Option Pricing without Black-Scholes Illustration

Using the inputs outlined below, what is the call and put prices both with black-scholes and without black-scholes?

• The spot and strike price is 100
• 15% volatility
• Zero interest rate
• A year to expiry

The results are pretty close, however not exact. The results are shown in the table below:

	No Black Scholes	Black Scholes
Call Price	6.599	5.979
Put Price	5.459	5.979

 

Why are there discrepancies in the pricing above?

This is down to some technical factors. For example we’ve used a discrete distribution, not a continuous one. Also, we haven’t taken the price range up to infinity. Along with this, we haven’t applied what’s referred to as the drift.

What are Option Greeks?

These are delta, sigma or vega, theta etc. and they quantify the sensitivity of the option price to incremental changes in the model inputs, other factors remaining the same.

What happens if we raise/reduce the spot price in relation to the strike?

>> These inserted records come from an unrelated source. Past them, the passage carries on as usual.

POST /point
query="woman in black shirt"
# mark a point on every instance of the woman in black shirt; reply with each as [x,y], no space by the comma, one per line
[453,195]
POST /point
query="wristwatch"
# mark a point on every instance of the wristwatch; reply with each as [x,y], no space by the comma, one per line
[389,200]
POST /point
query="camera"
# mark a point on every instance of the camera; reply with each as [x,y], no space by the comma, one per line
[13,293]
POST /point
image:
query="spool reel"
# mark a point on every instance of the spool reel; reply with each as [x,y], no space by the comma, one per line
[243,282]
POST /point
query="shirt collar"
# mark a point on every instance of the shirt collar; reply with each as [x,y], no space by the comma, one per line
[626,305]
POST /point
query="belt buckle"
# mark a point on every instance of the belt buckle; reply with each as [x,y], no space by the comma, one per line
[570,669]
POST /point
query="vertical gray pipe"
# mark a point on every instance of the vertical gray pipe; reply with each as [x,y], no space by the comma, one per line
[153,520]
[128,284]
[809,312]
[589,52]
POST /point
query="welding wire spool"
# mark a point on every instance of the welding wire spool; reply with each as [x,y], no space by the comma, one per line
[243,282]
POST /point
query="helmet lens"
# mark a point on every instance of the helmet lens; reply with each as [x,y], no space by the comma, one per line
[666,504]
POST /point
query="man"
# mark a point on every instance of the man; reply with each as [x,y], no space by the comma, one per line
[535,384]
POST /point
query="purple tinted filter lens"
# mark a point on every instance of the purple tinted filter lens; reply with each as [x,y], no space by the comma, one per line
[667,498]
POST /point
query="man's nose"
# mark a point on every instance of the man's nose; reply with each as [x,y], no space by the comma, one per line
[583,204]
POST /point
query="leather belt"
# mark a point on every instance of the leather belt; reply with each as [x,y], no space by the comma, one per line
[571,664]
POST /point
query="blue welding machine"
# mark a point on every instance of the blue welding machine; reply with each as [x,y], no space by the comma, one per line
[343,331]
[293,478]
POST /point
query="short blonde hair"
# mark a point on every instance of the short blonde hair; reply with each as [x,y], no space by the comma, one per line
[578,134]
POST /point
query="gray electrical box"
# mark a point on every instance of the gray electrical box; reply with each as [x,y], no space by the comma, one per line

Raise spot to 120, all other inputs remaining the same as above - this is going to increase the probability of the call being exercised, and reduce it for the put. Hence calls are more valuable and the puts less so.

	No Black Scholes	Black Scholes
Call Price	22.047	20.891
Put Price	0.765	0.891

Reduce spot to 85, all other inputs remaining the same as above - this is going to decrease the probability of the call being exercised, and increase it for the put. The Greek related to changes in option price to changes in the spot or underlying price is delta.

	No Black Scholes	Black Scholes
Call Price	1.140	0.979
Put Price	15.168	15.979

 

What happens if we change the volatility?

Increasing the volatility changes the probabilities associated with the outcomes. Those further away from the current price, have a higher probability of occurring, therefore higher potential payoffs. Hence, both calls and puts are more vulnerable. Assuming the following:

• The spot and strike price is 100
• 25% volatility
• Zero interest rate
• A year to expiry

The results are shown in the table below:

	No Black Scholes	Black Scholes
Call Price	11.288	9.948
Put Price	8.592	9.948

Reducing the volatility to 5%, all other inputs remaining the same - this reduces the price of both options. Outlying outcomes are less probable. The Greeks related to this are vega and sigma.

	No Black Scholes	Black Scholes
Call Price	2.064	1.995
Put Price	1.929	1.995

What happens to the forward price if we change the interest rate?

Changing the interest rate changes the forward price. Raising it, raises the forward price and has the same effect as raising the spot price in relation to the strike. Calls become more valuable and puts become less so. The opposite occurs if the interest rate is cut. The Greek that relates to this is rho.

What is the effect of a change in the time to expiry?

Once the option has been established, time only moves in one direction. The passage of time reduces the value of both calls and puts. The effective range of potential returns over a longer period is higher than for a shorter period. Reducing the time to expiry reduces the probabilities of the more extreme outcomes. The Greek that relates to this is theta.